Strengthening Constitutional Self-Government

No Left Turns

Sandra Day’s Swan Song

Regarding foreseeable Supreme Court vacancies, look for Associate Justice O’Connor to make the Grutter and Gratz affirmative action cases her swan song.

There’s no way the present Court can muster a Brown v. Board-style unanimous decision or opinion in an attempt to cut the Gordian knot of 21st-century affirmative action. Prediction: O’Connor (who wrote the Adarand and Richmond v. Croson opinions, which were majority decisions but neither of which garnered a majority in support of her opinion) will again write for the Court. She’s unlikely to write an opinion that gets four other votes, given Scalia’s and Thomas’s consistent concurrences, to say nothing about the complexity of the lower court rulings. In Adarand, she laid out pretty neatly a summation, "three general propositions," of court precedent on affirmative action, which neither she nor the other conservative judges have shown signs they will back away from.

It helps that O’Connor acknowledged (in Croson) that Bakke did not produce a majority opinion, which means she will try to do just that with this case. It’s been almost a quarter century since the Supremes ruled on affirmative action in education, so O’Connor will try to improve upon Powell’s lone opinion (but majority decision) in Bakke by getting the Court to speak more clearly: namely, by emphasizing stare decisis as applied to the Court’s racial discrimination decisions.
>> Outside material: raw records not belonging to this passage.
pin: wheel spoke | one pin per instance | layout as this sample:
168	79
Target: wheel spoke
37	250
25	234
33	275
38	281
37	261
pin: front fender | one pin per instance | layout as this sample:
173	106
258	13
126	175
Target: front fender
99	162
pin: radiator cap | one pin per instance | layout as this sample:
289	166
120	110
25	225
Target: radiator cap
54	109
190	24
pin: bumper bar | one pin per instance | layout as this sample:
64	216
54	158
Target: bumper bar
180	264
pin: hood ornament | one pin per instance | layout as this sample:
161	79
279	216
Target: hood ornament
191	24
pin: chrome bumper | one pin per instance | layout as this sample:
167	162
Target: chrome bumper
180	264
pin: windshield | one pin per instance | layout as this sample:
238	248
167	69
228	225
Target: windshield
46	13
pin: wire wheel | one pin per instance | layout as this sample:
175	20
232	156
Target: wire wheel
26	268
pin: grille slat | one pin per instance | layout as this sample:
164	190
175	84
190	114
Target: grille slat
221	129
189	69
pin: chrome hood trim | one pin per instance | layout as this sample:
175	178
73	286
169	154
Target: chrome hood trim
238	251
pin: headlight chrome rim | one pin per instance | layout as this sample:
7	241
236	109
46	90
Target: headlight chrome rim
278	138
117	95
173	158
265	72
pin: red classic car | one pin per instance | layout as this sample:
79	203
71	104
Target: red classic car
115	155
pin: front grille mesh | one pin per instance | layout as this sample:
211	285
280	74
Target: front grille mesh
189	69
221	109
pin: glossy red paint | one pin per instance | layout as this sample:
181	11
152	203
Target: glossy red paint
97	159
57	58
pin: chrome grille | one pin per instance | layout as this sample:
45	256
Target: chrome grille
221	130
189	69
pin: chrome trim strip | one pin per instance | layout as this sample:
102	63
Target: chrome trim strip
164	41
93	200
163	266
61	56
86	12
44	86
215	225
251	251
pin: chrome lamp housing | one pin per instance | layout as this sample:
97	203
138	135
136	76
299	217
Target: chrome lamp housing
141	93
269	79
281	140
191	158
She may try to turn this case, if she gets to write the opinion, into a swan song for her general legacy as the first female Supreme--helping the Court to stabilize its rulings, esp. given its split decisions on controversial subjects, through a heightened reinforcement of the role of precedent. This is how she interpreted the abortion cases and was able to steal the Casey opinion away from Rehnquist.

In short, strict scrutiny lives to fight another quarter century.

Quick note on Stevens: In 1999 or 2000, during the one oral argument session I have witnessed before the Supremes, Justice Stevens was the most engaged and vigorous of the nine inquisitors.